Cornish College has developed sustainable thinking dispositions represented by the rings of sustainability. Many schools in Victoria, as well as schools in Singapore, India and Hong Kong have adopted this. We believe that an important responsibility of schooling for citizens of the 21st century is to think sustainably – to have the necessary skills for a global world, to have the inclination to act sustainably and to solve problems and to be alert to the many possible ways we can make a difference.
We have designed our curricular and cocurricular programs around the four interlocking rings, each with a set of focus questions. This design allows us to address the Victorian Curriculum F-10 framework as well as the requirements of the International Baccalaureate.

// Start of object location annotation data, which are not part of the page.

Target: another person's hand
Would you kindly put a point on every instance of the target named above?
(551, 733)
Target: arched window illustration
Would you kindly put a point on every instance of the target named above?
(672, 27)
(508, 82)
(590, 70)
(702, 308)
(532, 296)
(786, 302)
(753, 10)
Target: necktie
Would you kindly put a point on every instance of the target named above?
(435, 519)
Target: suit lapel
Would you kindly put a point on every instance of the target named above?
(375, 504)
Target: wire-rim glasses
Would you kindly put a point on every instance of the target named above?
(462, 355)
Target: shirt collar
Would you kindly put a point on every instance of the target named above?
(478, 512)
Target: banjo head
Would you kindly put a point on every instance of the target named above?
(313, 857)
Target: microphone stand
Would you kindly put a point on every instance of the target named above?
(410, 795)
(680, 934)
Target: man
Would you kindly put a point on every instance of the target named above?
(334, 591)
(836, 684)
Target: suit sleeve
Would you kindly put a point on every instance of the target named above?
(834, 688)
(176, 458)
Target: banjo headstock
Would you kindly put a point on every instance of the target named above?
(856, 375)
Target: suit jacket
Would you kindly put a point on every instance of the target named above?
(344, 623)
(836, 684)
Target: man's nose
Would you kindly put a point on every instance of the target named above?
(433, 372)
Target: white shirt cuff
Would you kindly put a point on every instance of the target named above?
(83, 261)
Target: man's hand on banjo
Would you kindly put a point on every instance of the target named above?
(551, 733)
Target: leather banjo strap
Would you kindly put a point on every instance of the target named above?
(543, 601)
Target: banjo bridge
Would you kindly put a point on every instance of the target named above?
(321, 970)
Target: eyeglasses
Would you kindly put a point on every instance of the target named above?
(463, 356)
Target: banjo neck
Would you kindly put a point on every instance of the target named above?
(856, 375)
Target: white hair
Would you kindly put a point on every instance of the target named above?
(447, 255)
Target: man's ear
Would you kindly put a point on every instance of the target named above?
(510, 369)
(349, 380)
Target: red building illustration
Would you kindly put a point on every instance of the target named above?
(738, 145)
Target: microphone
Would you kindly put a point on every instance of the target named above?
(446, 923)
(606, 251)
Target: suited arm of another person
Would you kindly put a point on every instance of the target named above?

Do our students understand the importance of natural areas and our responsibilities towards them? Are they scientifically literate, understanding the importance of biodiversity, the research on sustainability and the implications of new innovations on the environment? Do they understand how to manage their global footprint?
Are our students healthy mentally and physically? Are they aware of their learning styles and how they learn best? Do they have skills to live effectively and affectively with others? Are they developing life long hobbies and interests to build resilience and well being? Can they communicate clearly in English, other languages, and through Mathematics and the Arts?
Are our cities sustainable? How are they supplied and how do they interact with rural areas? What are our roles and responsibilities as urban citizens? Are we technologically sustainable? Do we know where and how components are sourced and how they are disposed?
Do our students understand other cultures’ histories, beliefs and values as well as their economic, political systems and legal systems?